İstanbul Büyükşehir Belediye Başkanlığı'na iki ay içinde iki kere seçilen Ekrem İmamoğlu da bir medya kahramanı gibi. Her kahraman gibi onun da kostümü var: Kırmızı yelek.
Eskiler yaramazlık yapan çocuğu değil anne-babasını suçlu bulurmuş. Psikologlar ve çocuk gelişim uzmanları bu gerçeği bilimsel olarak yeni yeni tespit ediyorlar. Ama artık çocuğa etki eden bir de medya var. Anası babası ne kadar iyi yetiştirirse yetiştirsin çocuklar daha çok medyanın etkisi altında kalıyor. Çok şımarabiliyor.
Medyanın dördüncü kuvvet ama en etkili kuvvet olduğu günümüzde, medyanın vezir ya da rezil edemeyeceği kimse yok. Emzikteki bebek de, bastonlu dede de bir anda gündem olup herkesin (menfi ya da müspet) konuştuğu biri olabiliyor. Gündemde fazla uzun kalmıyorlar, ama herkesin şöhreti yanına kâr kalıyor. Mesela yaz başında ekran ekran dolaşan “çılgın davulcu çocuk” ne oldu, bilen var mı? Acaba psikolojisi ne durumdadır?
Medyanın kısa sürede ve kısa süreli meşhur yaptığı isimlerin en büyük ortak özelliği, kalıcı bir vasıflarının ve söyleyecek önemli bir şeylerinin olmamasıdır. Medya onları yükseltir, “önemli biri” yapar. İstanbul Büyükşehir Belediye Başkanlığı’na iki ay içinde iki kere seçilen Ekrem İmamoğlu da bir medya kahramanı gibi. Her kahraman gibi onun da kostümü var: Kırmızı yelek.
Ekrem İmamoğlu tek bir somut projesi olmadan başkan oldu, daha doğrusu yüzde 54 oy verenler onu başkan yaptı. Anne-babanın zorlamasıyla okuyan çocuklar gibi ne yapacağını bilemiyor. Projesi olmadan makama gelince koltukta oturmak da kolay olmaz. Kolaya kaçıp iki ay içinde iki kere tâtile çıktı. Kendi ifâdesiyle “tâtil yakıyor”muş. İlginç bir özellik. Türk siyaseti, yeni bir tâbir kazandı.

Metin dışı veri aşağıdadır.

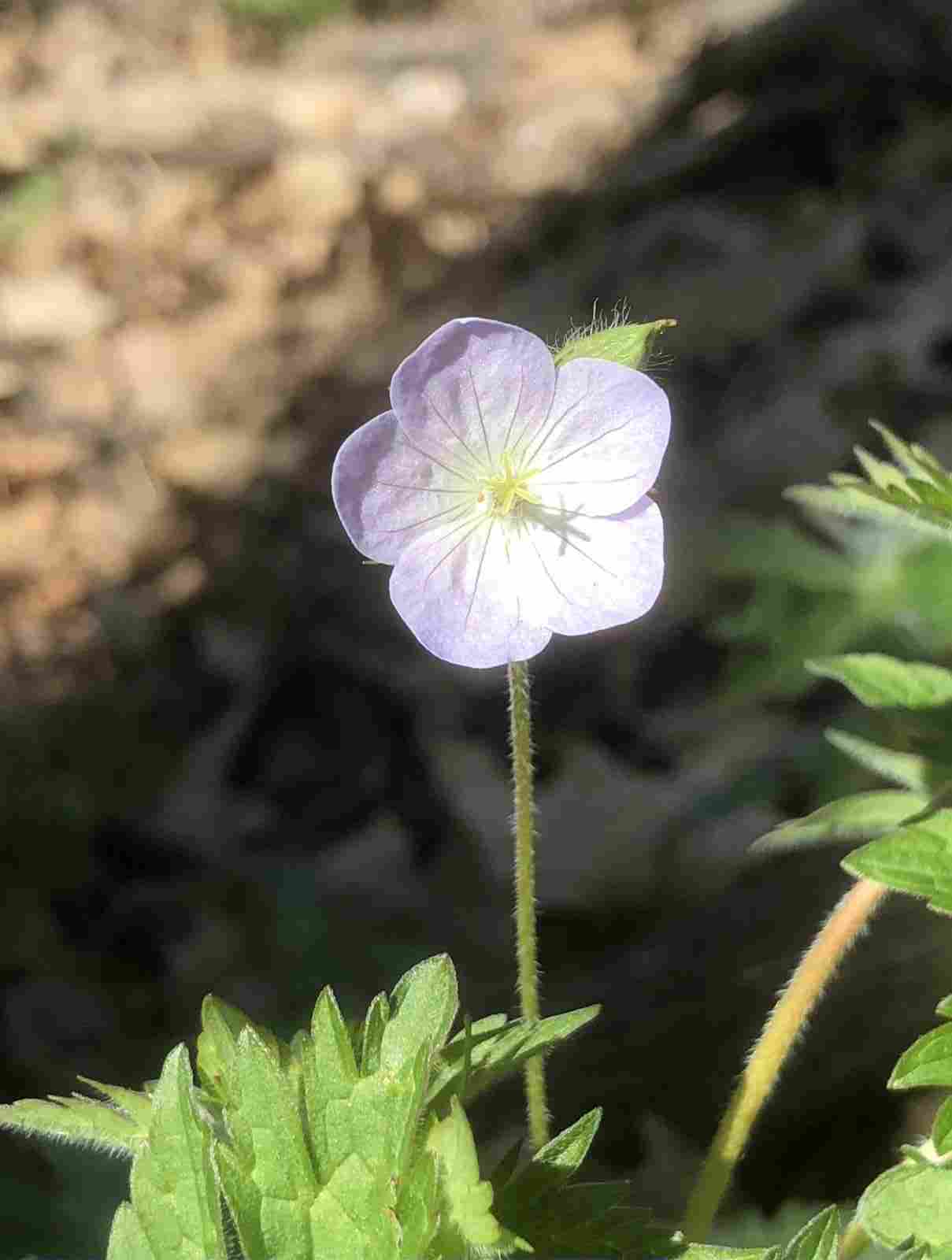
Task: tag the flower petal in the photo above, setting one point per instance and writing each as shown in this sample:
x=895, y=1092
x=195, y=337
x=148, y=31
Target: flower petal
x=460, y=595
x=583, y=573
x=472, y=390
x=387, y=493
x=602, y=447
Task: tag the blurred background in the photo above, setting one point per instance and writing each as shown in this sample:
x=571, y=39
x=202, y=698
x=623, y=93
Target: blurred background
x=224, y=762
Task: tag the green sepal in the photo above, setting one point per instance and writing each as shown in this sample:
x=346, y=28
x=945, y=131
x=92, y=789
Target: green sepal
x=906, y=769
x=911, y=1203
x=853, y=818
x=172, y=1186
x=628, y=344
x=466, y=1220
x=128, y=1240
x=928, y=1062
x=817, y=1240
x=494, y=1049
x=884, y=682
x=917, y=858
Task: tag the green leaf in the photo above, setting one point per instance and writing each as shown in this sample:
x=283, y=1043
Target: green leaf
x=908, y=1203
x=126, y=1238
x=858, y=501
x=563, y=1220
x=928, y=1062
x=466, y=1220
x=853, y=818
x=880, y=472
x=269, y=1134
x=703, y=1251
x=817, y=1240
x=354, y=1215
x=424, y=1006
x=550, y=1169
x=945, y=1008
x=172, y=1186
x=883, y=682
x=906, y=769
x=136, y=1104
x=222, y=1025
x=329, y=1071
x=943, y=1129
x=418, y=1205
x=380, y=1118
x=372, y=1035
x=81, y=1121
x=243, y=1199
x=917, y=858
x=748, y=547
x=498, y=1047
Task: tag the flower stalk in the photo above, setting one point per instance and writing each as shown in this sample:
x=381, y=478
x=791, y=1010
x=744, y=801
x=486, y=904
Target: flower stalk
x=520, y=735
x=771, y=1051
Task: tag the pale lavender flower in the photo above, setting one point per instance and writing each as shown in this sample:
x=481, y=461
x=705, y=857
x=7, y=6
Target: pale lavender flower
x=509, y=495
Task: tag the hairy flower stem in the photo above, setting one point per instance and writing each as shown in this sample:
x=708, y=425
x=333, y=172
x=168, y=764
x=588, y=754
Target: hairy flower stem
x=769, y=1052
x=520, y=737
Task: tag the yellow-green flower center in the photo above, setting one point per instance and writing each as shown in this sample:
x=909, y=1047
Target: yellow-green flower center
x=508, y=488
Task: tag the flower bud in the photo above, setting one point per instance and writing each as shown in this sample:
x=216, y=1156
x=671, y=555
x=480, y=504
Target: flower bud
x=628, y=344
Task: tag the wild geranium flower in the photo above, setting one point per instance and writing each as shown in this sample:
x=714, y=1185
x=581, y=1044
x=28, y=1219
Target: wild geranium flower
x=509, y=495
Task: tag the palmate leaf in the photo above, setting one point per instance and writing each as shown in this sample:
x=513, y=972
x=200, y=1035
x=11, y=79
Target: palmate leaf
x=943, y=1129
x=928, y=1062
x=571, y=1220
x=128, y=1240
x=266, y=1125
x=495, y=1047
x=884, y=682
x=916, y=858
x=84, y=1121
x=817, y=1240
x=222, y=1025
x=911, y=1203
x=174, y=1192
x=853, y=818
x=466, y=1220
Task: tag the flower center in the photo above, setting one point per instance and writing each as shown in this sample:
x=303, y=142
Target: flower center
x=508, y=489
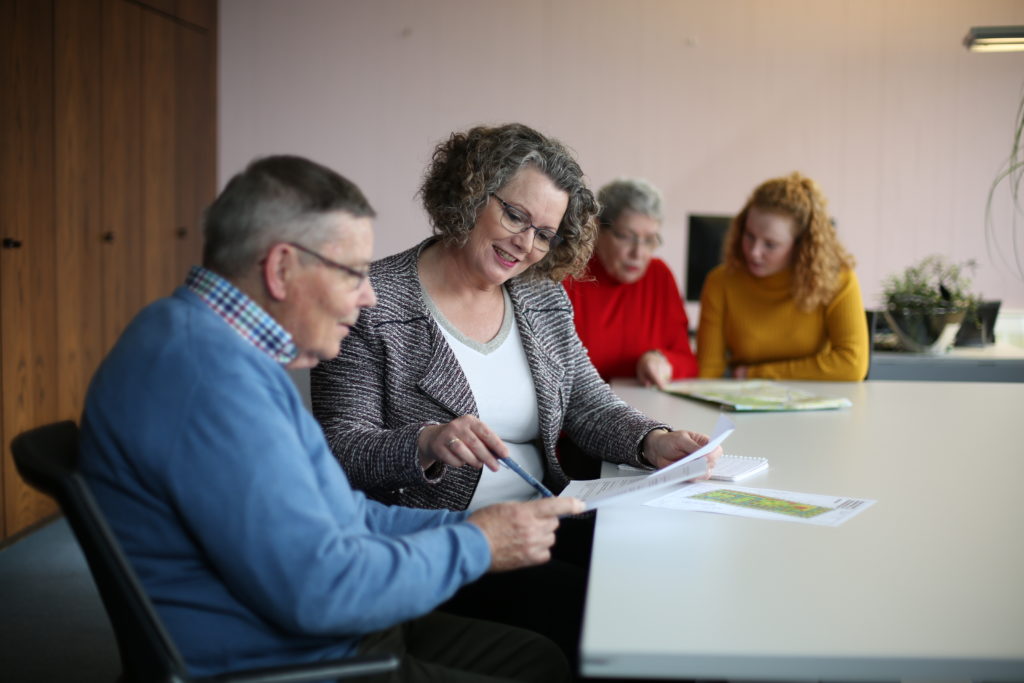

Her şartta çocuğunun arkasında duran anne-baba gibi, Ekrem İmamoğlu’nun arkasında duran seçmenler, şarkılar, türkücüler, dizi oyuncuları, şâirler, yazarlar, komedyenler destek verirken bu kadar şımartacaklarını düşünmemiş olabilirler. Ama olan oldu; Ekrem İmamoğlu mazbatayı alınca “kimseden izin alacak değilim” deyip çıktığı tâtile “reklam arası” verip, İstanbul doğal âfetle boğuşurken görüntü vermek için İstanbul’a geliyor. Mağazasına su basmış esnafın şikâyetini dinleyip “tabi tabi” diyor ve ilk uçakla dönüp tâtiline kaldığı yerden devam ediyor.
Çalıştırılarak öğrenilmiş, samimiyetsiz bir sırıtma ile konuşan Ekrem İmamoğlu, üzerine “yakışan” kırmızı yelekle su basan bölgelere gitti. Ama diskoya damsız girmek isteyen 80’li yılların gençleri gibi, İstanbul’a bakıp çıktı ve tatiline geri döndü. Tatili bitince İstanbul’a da aynı ciddiyetle davranmasını beklesek hayal kırıklığına uğrar mıyız acaba?
CHP seçmeni, ele geçen iktidar fırsatını değerlendirmeyen ve 2023 plânlarını daha şimdiden “sel suyuna kaptıran” Ekrem İmamoğlu’na karşı dut yemiş bülbül gibi. CHP seçmeni, “Başkan bizden olsun, varsın dünya batsın” tavrını tâtilden dönünce de devam ettirirse, kar yağdığında İstanbul’da yaşanabilecek sorunları düşünmek bile istemiyorum. “Ağaçlar kesilmeseydi bu kadar kar yağmazdı” şeklindeki savunma da bir anlam ifâde etmeyecektir.
AK Partili seçmeninin mârifeti
Dediğim gibi, Ekrem İmamoğlu bu davranışlarında zerre kadar suçlu ve sorumlu değil. Büyükşehir’de neler yapacağı Beylikdüzü’nden belliydi. Beş yıl makamın keyfini İstanbul içinde ve İstanbul dışında sürecek. Partisinin “First Ladyleri” de toplanıp kek pasta yiyecekler.
Ekrem İmamoğlu’nu bu kadar rahat davrandıranlar yüzde 54 oranında oy verenlerdir. Asıl sorumlu olan bağnaz CHP’li seçmen değil, "AK Parti’ye ders vermek isteyen" seçmenlerdir. Acaba aynı dersi beş yıl sonra CHP’ye de verirler mi?
Ekrem İmamoğlu’nun bu kadar rahat davranmasındaki en büyük sebeplerden biri, AK Partililerin verdiği “uyarı oyu”dur. Diğer sebep ise, CHP belediyelerinin klâsik iş yapmama ama üste çıkma özelliği. İkincisine yapacak bir şey yok. CHP’den her şeyi isteyin ama heykel açmak dışında başka bir icraat istemeyin. Ama birinci sebep Ekrem İmamoğlu’nun en sağlam dayanağı. AK Parti’nin en güçlü silahı olan sandıktan Ekrem İmamoğlu çıktı. Beş yıl boyunca başlayan yatırımları bitirip arada sırada kırmızı yeleği giyip sokaklara çıkarsa, oyunu AK Parti’den CHP’ye kaydıranların tek bir söz söylemek hakları yok. Maalesef onlar etti, ama hepimiz buluyoruz.